To restart executions, lawmakers changed the lethal injection protocol to use only one drug and added the firing squad.
“Executions scheduled close in time would yield a high risk of error because it has been a significant time since the last execution, one method is antiquated, and the other two are untested,” Vann said.
The inmates' motion includes interviews in news articles in which a variety of prison employees spoke about how difficult it is to perform executions or to work closely with condemned inmates.
The South Carolina inmates are asking for 13 weeks between executions, citing problems Oklahoma encountered when it tried to accelerate the pace of executions there, leading to problems with carrying out death sentences. Oklahoma Attorney General Gentner Drummond said in January 2023 that holding an execution each month was burdening prison staff.
State prosecutors wrote that Oklahoma's death penalty laws are different and can't be compared to South Carolina's execution procedures.
Owens was convicted of the 1997 killing of a Greenville clerk in a convenience store robbery.

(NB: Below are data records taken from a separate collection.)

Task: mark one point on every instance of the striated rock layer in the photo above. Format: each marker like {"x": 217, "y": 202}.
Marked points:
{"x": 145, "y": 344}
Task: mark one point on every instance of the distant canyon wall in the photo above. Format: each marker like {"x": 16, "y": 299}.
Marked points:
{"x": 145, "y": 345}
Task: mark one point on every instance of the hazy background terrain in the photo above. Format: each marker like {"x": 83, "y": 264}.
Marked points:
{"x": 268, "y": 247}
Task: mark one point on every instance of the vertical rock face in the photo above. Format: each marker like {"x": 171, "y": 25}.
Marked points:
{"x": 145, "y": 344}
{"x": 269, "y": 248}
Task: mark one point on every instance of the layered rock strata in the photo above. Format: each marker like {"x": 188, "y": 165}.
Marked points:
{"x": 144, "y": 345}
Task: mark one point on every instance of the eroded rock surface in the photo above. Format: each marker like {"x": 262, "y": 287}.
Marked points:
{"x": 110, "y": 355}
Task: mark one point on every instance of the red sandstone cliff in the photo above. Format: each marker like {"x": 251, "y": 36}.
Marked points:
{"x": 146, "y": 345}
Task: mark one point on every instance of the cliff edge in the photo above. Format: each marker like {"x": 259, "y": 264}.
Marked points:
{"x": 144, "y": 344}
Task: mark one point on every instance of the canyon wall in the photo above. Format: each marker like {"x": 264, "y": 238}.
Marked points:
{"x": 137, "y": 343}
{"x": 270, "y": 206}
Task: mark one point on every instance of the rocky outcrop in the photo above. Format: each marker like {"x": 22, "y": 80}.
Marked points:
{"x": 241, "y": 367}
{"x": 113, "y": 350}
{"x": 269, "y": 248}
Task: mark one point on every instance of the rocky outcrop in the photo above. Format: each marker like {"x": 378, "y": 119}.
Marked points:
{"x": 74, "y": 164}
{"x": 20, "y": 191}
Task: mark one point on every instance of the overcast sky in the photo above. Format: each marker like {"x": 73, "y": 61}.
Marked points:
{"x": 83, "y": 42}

The other South Carolina inmates who are out of appeals are:
— Richard Moore, 59, convicted of killing a convenience store clerk in Spartanburg in 1999.
— Brad Sigmon, 66, convicted of beating to death his estranged girlfriend's parents with a baseball bat in Greenville County in 2001.
— Marion Bowman, 44, convicted of killing an Orangeburg woman and setting her body on fire because she owed him money in 2001.
— Mikal Mahdi, 41, convicted of shooting an off-duty police officer at his home in Calhoun County and setting his body on fire in 2004.
South Carolina currently has 32 inmates on its death row.